Il a également insisté pour que cette action se poursuive dans le temps et que de réels liens soient entretenus entre les enfants d'Aguel-hoc et ceux du Tarn. Il a lu avec émotion la lettre rédigée par nos jeunes et y a répondu. Elgid est un facteur un peu spécial qui ne boude pas ses kilomètres...
Badi, sa famille et ses amis nous ont fait un accueil émouvant. Toujours attentionnés et nous offrant le meilleur de leur hospitalité. Nous avons partagé un méchoui le soir venu dans un campement à proximité. Douceur de vivre un soir de janvier dans un campement touareg quelque part au sud du tropique du Cancer ! Ce peuple, traditionnellement nomade et exclusivement éleveur de bétail, est confronté à une cruelle réalité. Les grandes sècheresses et l'avancée du désert (arrachage des arbres qui arrétaient le sable) font que les pâturages sont rares, voire inexistants. Les camions ont remplacé les caravanes de dromadaires (méharées) qui parcouraient le Sahara.
Il faut donc aux Touaregs inventer une autre vie, savoir assurer la transition vers un style sédentaire et pourquoi pas envisager de devenir agriculteurs.

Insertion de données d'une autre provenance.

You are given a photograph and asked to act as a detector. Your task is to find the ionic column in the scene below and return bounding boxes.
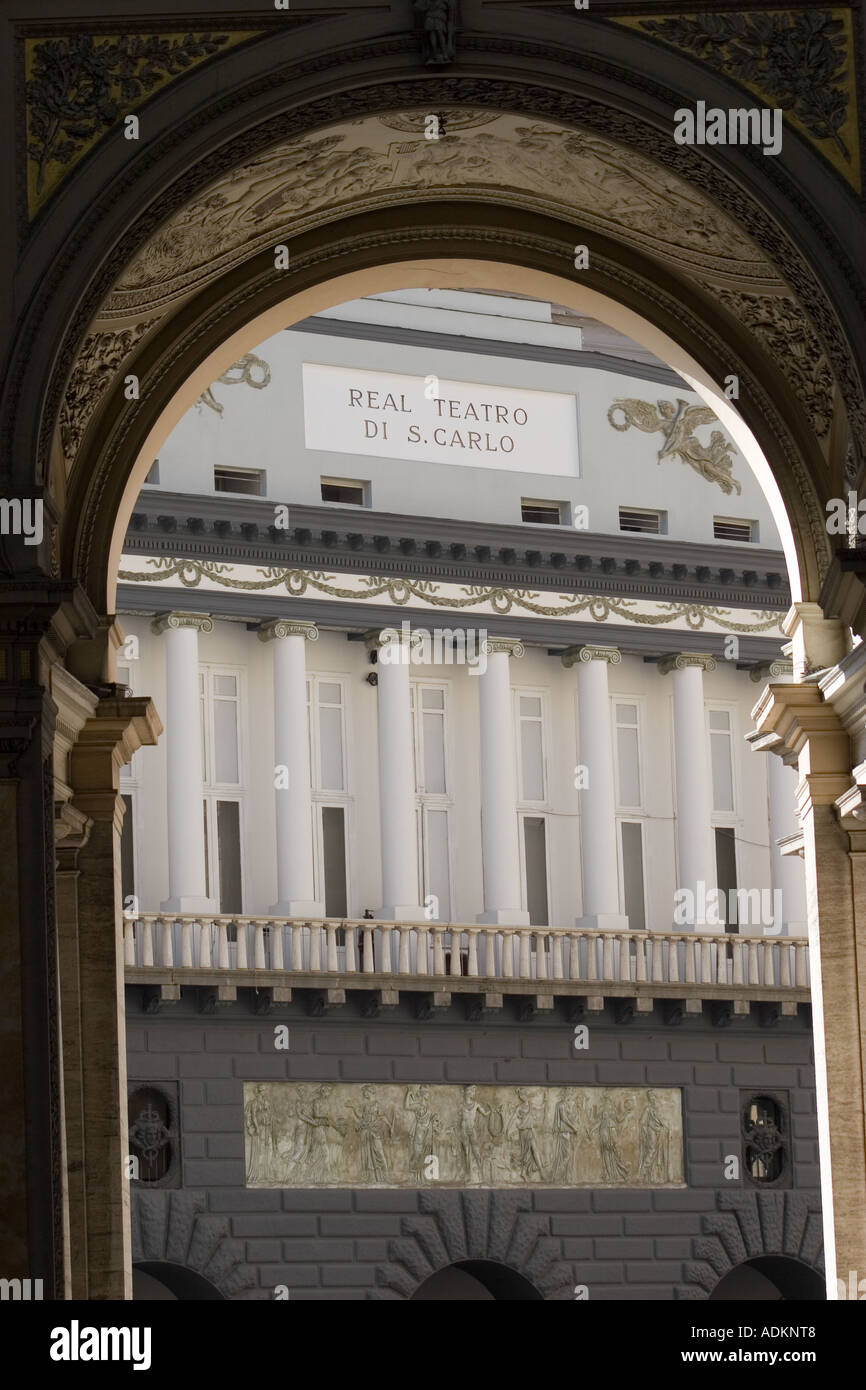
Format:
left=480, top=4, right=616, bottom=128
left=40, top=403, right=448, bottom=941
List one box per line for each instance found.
left=475, top=638, right=530, bottom=926
left=152, top=613, right=217, bottom=913
left=749, top=657, right=809, bottom=937
left=259, top=619, right=325, bottom=917
left=366, top=628, right=424, bottom=922
left=562, top=645, right=628, bottom=931
left=659, top=652, right=724, bottom=931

Badi nous montre un puit fraichement creusé et évoque déjà des pompes à eau qui permettraient d'irriguer une future palmeraie (production de dattes) et, nous dit-il, pourquoi pas d'autres arbres fruitiers, voire des légumes ?!
Il est temps de remonter sur l'Algérie. La mission étant accomplie, le camion plus léger, nous comptons bien mettre à profit la semaine qui nous reste pour faire du tourisme en diversifiant nos itinéraires et en passant notament par la mythique Tamanrasset.